In this activity we are going to explore how crystals are made by making some edible sugar crystal sticks! This activity takes a few days to complete so is perfect for an at-home Science Week experiment!
You will need:
- Measuring cup
- 6 plastic cups
- Food colouring
- Kebab or lolly sticks
- Clothes pegs
- String (optional)
- Add 3 cups of sugar and 1 cup of water then stir until dissolved, then add any food colouring of your choice.
- Make sure your sugar has fully dissolved, then leave to cool for a few minutes before adding it into the plastic cup. Then get your stick and insert the end in the middle of a clothes peg, then clip another clothes peg at the end of the first peg. Place the stick in the sugar solution with the pegs lying across the top of the cup.

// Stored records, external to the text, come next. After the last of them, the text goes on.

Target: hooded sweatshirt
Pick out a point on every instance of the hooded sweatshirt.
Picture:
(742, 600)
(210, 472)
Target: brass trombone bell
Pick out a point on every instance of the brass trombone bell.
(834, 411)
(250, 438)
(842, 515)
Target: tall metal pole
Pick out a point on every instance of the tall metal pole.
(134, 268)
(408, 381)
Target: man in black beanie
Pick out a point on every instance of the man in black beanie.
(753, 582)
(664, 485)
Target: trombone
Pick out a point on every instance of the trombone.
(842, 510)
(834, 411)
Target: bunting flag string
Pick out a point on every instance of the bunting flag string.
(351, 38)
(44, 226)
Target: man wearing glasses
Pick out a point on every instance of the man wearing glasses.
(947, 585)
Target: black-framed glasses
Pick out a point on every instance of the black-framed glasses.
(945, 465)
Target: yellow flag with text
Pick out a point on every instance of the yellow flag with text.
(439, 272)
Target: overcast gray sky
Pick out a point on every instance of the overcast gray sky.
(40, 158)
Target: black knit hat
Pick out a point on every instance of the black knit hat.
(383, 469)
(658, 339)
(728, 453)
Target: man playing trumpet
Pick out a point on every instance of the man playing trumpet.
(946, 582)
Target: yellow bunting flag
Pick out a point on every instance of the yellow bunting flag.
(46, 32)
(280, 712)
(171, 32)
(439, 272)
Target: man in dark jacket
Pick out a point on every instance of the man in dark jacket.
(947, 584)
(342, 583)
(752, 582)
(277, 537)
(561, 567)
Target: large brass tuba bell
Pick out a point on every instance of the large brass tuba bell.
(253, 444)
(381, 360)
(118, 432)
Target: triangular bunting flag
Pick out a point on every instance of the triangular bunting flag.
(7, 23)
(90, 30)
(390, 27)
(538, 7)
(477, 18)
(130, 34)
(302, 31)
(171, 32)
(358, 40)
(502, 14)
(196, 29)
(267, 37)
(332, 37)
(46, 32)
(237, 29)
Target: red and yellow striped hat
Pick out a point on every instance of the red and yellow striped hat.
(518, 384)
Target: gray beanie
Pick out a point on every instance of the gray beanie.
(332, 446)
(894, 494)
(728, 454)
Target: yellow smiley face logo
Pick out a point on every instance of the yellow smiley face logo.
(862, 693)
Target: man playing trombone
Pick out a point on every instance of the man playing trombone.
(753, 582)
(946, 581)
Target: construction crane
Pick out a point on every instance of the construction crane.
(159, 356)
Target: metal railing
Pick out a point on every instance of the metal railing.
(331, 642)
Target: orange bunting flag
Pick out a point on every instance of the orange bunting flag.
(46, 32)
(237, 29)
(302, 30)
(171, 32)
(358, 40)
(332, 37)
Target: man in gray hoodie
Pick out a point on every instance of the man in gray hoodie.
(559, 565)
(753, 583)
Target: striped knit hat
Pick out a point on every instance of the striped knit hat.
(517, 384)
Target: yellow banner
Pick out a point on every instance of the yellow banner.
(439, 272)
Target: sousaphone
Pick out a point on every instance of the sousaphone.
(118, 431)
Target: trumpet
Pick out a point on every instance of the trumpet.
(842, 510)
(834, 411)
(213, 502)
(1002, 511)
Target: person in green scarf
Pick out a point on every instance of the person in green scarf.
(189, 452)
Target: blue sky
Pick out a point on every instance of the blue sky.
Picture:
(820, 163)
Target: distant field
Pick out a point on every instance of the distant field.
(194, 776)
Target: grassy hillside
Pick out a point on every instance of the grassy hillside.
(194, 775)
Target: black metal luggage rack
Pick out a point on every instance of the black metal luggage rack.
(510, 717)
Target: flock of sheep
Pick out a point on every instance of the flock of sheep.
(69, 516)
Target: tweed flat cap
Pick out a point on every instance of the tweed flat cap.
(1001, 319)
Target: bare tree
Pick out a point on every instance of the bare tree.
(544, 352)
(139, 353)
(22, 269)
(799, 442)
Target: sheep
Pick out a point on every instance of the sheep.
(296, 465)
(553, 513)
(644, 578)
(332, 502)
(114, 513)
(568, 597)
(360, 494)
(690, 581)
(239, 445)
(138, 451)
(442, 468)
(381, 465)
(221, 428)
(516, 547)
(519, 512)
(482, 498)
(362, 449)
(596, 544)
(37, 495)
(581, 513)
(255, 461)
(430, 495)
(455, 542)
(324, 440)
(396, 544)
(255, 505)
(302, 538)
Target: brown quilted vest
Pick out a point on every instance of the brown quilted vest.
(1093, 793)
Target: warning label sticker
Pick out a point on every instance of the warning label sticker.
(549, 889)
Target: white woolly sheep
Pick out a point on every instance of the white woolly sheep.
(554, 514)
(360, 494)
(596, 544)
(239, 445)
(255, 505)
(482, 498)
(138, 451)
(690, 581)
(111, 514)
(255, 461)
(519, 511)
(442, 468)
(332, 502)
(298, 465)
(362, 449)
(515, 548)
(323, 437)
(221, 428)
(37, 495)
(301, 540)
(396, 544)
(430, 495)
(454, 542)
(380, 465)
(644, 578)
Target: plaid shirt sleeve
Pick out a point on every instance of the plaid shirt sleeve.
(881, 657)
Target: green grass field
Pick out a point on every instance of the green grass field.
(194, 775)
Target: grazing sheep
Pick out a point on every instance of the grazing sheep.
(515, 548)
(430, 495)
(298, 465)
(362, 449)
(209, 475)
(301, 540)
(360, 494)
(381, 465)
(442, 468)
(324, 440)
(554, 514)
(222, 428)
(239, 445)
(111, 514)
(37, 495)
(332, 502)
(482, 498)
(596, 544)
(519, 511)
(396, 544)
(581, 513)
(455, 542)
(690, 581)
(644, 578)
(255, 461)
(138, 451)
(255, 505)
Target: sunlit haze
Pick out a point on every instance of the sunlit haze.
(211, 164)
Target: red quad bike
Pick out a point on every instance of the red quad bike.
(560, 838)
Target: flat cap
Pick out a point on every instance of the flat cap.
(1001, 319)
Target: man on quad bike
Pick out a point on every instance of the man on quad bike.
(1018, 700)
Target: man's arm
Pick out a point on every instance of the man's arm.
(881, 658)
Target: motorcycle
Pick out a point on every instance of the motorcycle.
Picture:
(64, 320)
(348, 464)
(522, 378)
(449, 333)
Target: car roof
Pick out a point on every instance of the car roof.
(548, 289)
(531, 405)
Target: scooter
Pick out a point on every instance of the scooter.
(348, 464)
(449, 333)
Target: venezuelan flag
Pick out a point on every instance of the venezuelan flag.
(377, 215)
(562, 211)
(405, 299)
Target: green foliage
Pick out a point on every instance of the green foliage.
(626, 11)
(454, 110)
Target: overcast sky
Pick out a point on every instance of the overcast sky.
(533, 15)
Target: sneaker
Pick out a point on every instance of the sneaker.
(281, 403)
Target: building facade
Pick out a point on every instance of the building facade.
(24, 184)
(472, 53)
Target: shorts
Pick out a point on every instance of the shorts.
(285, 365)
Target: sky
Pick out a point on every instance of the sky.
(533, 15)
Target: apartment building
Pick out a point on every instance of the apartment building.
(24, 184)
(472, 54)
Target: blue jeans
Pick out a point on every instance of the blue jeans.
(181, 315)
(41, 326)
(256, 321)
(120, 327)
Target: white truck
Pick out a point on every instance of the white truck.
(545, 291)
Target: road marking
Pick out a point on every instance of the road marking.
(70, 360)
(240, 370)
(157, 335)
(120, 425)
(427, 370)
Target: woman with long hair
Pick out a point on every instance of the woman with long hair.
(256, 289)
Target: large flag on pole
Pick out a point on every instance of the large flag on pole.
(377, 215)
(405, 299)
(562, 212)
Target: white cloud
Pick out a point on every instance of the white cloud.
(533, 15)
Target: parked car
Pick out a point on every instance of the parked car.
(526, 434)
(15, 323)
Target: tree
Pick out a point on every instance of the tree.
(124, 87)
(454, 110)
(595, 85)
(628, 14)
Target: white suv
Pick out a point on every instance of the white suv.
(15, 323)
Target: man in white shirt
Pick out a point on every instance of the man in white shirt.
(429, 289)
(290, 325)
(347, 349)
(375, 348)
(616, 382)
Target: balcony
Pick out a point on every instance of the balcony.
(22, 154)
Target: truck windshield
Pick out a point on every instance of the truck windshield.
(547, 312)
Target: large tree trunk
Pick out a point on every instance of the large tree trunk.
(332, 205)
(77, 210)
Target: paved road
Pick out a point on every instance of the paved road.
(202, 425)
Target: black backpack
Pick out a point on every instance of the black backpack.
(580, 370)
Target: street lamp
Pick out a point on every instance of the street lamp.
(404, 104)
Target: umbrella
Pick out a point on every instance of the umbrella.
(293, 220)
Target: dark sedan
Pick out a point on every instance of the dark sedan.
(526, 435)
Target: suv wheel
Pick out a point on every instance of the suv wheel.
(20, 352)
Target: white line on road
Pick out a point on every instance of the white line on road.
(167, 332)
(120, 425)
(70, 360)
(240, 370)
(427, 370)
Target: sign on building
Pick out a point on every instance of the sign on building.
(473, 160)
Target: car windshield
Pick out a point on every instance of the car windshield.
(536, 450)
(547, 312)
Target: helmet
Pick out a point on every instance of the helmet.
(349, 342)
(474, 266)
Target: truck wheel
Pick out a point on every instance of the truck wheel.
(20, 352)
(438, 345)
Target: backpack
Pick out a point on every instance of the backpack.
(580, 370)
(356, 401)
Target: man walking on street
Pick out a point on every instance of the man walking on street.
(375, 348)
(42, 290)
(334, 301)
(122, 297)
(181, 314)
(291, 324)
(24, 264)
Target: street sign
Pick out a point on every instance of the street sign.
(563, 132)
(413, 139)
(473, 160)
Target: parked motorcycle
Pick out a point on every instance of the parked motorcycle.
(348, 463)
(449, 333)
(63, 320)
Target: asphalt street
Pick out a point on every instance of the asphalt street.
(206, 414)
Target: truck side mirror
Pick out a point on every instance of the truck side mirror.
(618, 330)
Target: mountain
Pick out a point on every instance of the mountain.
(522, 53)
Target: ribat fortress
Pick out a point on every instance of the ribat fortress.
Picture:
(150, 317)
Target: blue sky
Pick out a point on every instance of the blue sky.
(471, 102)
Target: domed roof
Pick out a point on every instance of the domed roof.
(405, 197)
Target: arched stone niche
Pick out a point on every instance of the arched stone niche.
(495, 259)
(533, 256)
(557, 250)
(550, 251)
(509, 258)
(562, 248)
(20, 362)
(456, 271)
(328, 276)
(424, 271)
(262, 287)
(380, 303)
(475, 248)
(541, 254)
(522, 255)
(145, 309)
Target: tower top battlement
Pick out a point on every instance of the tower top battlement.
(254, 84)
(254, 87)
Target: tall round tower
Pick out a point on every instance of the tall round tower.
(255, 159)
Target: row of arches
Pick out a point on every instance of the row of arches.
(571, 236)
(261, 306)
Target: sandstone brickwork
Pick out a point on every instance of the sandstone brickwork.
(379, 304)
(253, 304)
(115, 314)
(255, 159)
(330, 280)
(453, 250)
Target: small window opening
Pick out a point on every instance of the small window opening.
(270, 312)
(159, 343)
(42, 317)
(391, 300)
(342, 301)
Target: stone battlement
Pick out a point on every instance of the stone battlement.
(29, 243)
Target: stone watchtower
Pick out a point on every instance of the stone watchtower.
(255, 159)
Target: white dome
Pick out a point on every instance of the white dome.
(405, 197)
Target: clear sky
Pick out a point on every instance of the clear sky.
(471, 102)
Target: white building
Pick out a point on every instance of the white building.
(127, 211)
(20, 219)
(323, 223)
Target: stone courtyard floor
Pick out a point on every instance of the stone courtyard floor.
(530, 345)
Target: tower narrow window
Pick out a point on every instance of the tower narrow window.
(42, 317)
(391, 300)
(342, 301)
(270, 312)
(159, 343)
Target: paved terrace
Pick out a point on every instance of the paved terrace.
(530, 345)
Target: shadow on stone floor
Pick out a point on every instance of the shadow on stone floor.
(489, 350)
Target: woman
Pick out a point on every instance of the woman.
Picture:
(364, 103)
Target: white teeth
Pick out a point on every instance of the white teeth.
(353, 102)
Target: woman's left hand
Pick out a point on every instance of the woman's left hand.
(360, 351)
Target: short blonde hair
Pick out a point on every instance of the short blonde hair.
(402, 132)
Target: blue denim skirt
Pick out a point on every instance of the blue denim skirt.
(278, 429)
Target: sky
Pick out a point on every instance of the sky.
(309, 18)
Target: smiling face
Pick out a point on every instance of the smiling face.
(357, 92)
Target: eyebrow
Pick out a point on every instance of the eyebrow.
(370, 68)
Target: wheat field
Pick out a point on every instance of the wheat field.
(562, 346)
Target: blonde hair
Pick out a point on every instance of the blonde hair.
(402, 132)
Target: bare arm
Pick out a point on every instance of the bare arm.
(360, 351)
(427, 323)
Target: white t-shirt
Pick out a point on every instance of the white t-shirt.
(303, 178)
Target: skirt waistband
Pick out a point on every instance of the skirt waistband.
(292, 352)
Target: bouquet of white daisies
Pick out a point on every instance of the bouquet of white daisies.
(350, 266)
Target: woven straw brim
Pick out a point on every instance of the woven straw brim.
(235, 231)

- Check the progress of the crystal formation every day. After two days you should see some results! At this stage, you will need to lift the top layer of sugar that has formed on the surface of the mixture with a fork or spoon, and remove the stick. You can throw away the top sugar layer but keep all the sugar crystals that have formed on the stick. Transfer the mixture to a fresh cup and replace the crystal stick in the solution.
- Repeat step three every couple of days until your sugar crystals are your desired size. The crystals on the stick will grow as the sticky, gooey sugar solution slowly decreases.
- When you're happy with the size of the crystals leave them out to dry on a plate and store somewhere dry for 2 days.
- Enjoy your sugar crystals! You can eat them or tie string around them to make them into an ornament!
How did the sugar crystals form on the stick?
Sugar can be dissolved in water to make a solution where water molecules and sugar molecules are mixed together as a liquid. Over the days when you left your sticks in the sugar solution some of the water molecules evaporated meaning that there was less water in your solution to mix with the sugar. The sugar molecules in the solution join together when they bump into each other and start to form crystals. Crystals form best when there is a surface to grow on, such as the surface of the solutions (the sugar layer you had to remove) or the stick in the solution. Sugar molecules continued to join on to the crystals, like building blocks, until the end of the experiment when you removed the crystal stick from the solution.